Мне тоже нелегко видеть оплывшее лицо Джорджи, поэтому, когда у меня водились денежки, я после таких поездок завлекал Маму в симпатичный греческий ресторанчик на Кроуфорд-авеню поесть пирожков и мороженого, чтобы хоть ненадолго вытащить ее из мрачной пучины отчаяния, где, по моему разумению, пребывает большая часть человечества, оставшись в одиночестве. Она не отказывалась от приглашения, хотя цены приводили ее в ужас и она громко возмущалась, не догадываясь, что ее слышат.
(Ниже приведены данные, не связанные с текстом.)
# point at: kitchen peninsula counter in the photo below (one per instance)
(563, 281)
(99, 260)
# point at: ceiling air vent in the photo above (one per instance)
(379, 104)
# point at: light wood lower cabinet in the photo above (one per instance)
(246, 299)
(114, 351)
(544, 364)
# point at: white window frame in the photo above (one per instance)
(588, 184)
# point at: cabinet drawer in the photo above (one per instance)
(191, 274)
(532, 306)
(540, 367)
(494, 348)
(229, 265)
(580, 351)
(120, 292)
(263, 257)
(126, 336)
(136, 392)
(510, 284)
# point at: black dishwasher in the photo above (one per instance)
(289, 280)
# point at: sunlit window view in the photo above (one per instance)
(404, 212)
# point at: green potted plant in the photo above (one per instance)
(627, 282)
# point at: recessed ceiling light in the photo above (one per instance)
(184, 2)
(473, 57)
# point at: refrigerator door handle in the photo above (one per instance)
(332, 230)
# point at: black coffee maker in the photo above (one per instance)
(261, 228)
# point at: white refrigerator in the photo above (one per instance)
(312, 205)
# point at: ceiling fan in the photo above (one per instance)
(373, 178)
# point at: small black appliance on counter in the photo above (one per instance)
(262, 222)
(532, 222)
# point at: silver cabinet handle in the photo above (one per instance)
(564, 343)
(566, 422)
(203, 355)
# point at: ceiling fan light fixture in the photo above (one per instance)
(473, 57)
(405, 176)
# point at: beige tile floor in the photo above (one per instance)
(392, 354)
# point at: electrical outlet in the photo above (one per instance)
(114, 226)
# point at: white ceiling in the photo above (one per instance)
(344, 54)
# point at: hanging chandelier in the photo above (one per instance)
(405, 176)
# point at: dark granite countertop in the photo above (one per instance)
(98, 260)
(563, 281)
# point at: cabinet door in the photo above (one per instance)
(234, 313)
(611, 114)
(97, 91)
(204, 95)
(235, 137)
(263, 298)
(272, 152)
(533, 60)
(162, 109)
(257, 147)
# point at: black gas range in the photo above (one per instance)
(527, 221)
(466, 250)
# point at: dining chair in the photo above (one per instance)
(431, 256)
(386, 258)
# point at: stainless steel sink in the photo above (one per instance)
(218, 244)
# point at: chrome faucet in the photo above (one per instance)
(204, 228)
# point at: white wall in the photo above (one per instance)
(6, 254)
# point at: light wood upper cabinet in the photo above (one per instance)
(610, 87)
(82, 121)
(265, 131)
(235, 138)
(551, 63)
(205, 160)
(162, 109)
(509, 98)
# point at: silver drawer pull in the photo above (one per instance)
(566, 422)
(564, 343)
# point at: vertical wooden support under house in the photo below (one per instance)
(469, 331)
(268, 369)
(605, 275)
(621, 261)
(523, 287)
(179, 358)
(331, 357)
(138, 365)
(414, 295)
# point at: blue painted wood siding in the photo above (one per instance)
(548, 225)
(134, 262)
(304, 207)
На это я спокойно отвечал:
– Все в порядке, Мама. Ни о чем не волнуйся.
Мы с Саймоном все еще учились, и нам по-прежнему оказывали благотворительную помощь, а поскольку мы оба работали, да еще Джорджи находился в приюте, с деньгами у нас было лучше обычного. Только теперь администрация сменилась и финансами заправляла не Бабуля, а Саймон.
Иногда в освещенном конце темного коридора я мельком видел силуэт Бабули, которая отделилась от нас и теперь сама топталась у плиты в крашеных шароварах и накрахмаленной блузке с оборками – такими же жесткими, как евклидова линия. У нее накопилось на нас много обид – их нельзя было ни простить, ни даже обсуждать. Последнее – по причине старческого слабоумия. А ведь мы всегда считали ее такой могущественной, такой сильной.
Саймон сказал:
– Она еле тянет. – И мы смирились с ее постепенным угасанием.
Но ведь мы уже вышли в большой мир, а Маме это не светило. Мама воспринимала Бабулю как хозяйку, лидера, королеву-мать, императрицу; даже то, что она предала Джорджи, выставив того из дома, и кухонные скандалы – свидетельства старческого слабоумия – не смогли поколебать ее уважения к старухе и укоренившейся зависимости. Мама со слезами рассказывала нам с Саймоном о странных переменах в поведении жилицы, но не могла приспособиться к ее причудам.
– Маме приходится тяжело, – сказал Саймон. – Почему Лоши повесили ее на нас, а сами свалили? Мама слишком долго была у нее в служанках. А ведь она тоже не молодеет, глаза совсем плохие – она даже дворняжку у своих ног не видит.
– Ну, здесь должна решать сама Мама.
– Боже, Оги! – взорвался Саймон; пренебрежительная усмешка еще больше обнажила его сломанный зуб. – Нельзя же быть таким идиотом! А то я подумаю, что только мне в этой семье достались мозги. Какой смысл предоставлять решение Маме?
Когда дело касается Мамы – теоретически или реально, – я не знаю, что делать. Относимся мы к ней одинаково, но оцениваем по-разному. Должен сказать, Мама не привыкла быть одна, и при мысли об этом мне становится не по себе. Она почти ослепла. Что ей делать, сидя в полном одиночестве? Друзей у нее нет; соседи, видя, как она шаркает туда-сюда в мужских ботинках, черном берете и очках с толстыми стеклами на худом светлом лице, думают, что у нее не все дома.